Today, he’s healthy and has added to his resume the credentials NASM, FMS certified trainer, ISSA nutritionist, and founder of Truism Fitness.com.
But the real bonus? His wife’s health improved along with his.
“I made our environment a healthy one (quitting smoking, eating whole foods more, moving and working out) and eventually, she wanted to do it too,” Hickey told Healthline.
Now they’re both nonsmokers, have better health, weigh less, and yet still savor the Italian fare his wife brings from her heritage.
“She just knows how to make it healthier now,” Hickey said.
Mora said the study points to more than the need for couples to step up for one another.
“This is a shortcoming in the healthcare system,” Mora said. “We are focusing on the one person and not the entire household, and that’s not right.”
Mora said the World Health Organization has already pointed to the need for refocusing medical care on the family unit and not just the individual.
She hopes this study helps point more in that direction.
“Particularly in the time of a pandemic (when so many are with just a few close people most times), we need to address these (health challenges) on a family level,” she said.
Mintz said there are things a person can do in the meantime to try to shift their couple unit to the positive side of that LS7 list.
The first step, she said, is to just start.
“Do it yourself, but invite them on the journey,” Mintz said. “Make a plan together. It can be as simple as a walk every night after dinner.”
Mintz said that in this time, couples might even find short-term relief by making some changes together.
“People are very stressed right now,” she said. “And what do we do when we are stressed? The shortcut is pizza, chocolate, and all that.”

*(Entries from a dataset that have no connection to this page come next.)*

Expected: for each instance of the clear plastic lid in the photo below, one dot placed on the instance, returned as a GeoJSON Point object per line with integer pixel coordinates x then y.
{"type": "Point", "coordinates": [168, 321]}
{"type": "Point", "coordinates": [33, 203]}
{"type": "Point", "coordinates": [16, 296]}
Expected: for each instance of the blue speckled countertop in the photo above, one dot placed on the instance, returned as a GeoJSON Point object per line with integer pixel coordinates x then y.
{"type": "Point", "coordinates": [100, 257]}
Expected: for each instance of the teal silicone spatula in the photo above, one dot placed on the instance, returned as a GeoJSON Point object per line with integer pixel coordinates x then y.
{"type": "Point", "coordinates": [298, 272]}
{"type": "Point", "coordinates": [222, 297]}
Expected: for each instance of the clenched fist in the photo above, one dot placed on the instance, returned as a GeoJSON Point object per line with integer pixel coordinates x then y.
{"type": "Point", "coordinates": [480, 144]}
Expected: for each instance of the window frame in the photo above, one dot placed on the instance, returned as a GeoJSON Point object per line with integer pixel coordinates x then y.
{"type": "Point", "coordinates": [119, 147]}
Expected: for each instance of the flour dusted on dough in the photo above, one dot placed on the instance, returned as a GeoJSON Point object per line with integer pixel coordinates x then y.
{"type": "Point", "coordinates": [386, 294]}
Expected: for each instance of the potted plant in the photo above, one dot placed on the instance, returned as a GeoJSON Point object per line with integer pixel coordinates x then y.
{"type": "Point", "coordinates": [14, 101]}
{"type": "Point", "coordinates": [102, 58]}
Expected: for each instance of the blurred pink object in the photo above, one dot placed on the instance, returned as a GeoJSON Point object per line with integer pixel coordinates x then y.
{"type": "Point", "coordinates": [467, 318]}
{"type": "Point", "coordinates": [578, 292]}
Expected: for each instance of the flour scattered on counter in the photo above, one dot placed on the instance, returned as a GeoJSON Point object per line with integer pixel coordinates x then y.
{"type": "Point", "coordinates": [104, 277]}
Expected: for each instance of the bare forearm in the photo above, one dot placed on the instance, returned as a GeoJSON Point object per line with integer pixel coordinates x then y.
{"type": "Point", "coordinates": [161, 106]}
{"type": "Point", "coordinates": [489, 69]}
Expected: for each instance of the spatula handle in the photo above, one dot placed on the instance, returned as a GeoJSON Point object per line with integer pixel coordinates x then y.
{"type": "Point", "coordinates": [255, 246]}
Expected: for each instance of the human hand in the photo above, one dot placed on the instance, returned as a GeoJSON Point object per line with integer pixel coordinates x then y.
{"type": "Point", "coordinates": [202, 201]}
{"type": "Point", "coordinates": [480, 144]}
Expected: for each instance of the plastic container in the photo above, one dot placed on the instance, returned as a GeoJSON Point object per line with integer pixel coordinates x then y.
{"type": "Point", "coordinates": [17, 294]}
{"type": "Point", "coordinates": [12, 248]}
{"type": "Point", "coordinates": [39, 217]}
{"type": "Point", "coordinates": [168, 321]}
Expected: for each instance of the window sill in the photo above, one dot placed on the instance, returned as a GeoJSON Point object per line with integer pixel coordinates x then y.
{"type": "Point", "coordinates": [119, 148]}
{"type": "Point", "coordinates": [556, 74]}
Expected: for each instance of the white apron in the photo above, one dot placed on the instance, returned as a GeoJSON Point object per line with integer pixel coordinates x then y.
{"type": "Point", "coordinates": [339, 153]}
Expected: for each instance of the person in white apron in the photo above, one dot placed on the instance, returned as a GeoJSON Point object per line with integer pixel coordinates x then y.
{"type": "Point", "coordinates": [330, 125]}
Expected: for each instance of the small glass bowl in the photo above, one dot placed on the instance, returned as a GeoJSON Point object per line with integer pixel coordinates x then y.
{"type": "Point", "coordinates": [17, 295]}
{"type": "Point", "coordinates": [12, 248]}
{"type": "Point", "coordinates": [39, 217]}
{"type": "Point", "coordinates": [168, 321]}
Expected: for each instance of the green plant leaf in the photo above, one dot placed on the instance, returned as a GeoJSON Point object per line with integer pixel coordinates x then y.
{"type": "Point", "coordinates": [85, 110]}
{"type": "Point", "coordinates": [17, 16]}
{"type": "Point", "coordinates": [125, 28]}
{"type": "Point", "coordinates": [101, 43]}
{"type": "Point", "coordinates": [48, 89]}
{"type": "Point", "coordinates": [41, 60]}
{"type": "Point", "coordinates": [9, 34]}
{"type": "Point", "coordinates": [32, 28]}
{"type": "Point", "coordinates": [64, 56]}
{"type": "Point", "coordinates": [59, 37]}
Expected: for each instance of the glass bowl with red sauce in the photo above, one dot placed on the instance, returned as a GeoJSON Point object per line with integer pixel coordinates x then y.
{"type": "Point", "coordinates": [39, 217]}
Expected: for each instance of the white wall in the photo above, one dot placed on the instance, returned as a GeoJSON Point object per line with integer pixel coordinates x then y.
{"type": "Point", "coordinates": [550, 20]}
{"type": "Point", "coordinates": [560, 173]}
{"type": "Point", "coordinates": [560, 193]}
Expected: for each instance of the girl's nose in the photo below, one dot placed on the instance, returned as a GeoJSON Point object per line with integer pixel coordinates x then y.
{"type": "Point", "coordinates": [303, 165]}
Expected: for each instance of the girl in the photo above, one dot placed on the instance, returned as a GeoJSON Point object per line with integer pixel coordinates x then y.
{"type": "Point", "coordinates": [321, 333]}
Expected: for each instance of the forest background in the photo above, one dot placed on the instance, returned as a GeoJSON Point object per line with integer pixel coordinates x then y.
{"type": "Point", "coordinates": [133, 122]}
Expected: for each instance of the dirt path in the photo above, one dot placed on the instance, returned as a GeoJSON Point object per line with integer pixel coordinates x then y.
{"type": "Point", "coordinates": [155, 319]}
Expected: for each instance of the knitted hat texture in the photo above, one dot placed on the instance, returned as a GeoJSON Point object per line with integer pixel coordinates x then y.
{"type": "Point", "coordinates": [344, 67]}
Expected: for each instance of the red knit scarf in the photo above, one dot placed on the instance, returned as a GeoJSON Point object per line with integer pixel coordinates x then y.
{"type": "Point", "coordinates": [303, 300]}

“Long-term relaxation is what we want,” she added. “Food choices impact that, so make different choices, even just one at a time.
“Get some exercise. It will help you sleep better, and sleep is key to health,” she advised.
One more thing to make sure you throw in the mix? Sex.
“Throw it into your day. Have a sexual encounter,” she said. “Make out while laying on the couch, whatever you like. It will make you way happier than a piece of cake.”
And most of all, she said, think beyond your couple unit.
“Your children,” she said. “Think of them, too. Even if you think you don’t care about your own health, you care about your child, and you want to be a role model. Show them the skills you need to live a healthy life.”
Mora would like to see more studies dig deeper to look at the reach of this into the entire family unit, as well as look at socioeconomic groups within couples.
“We need to address this on a family scale,” she said.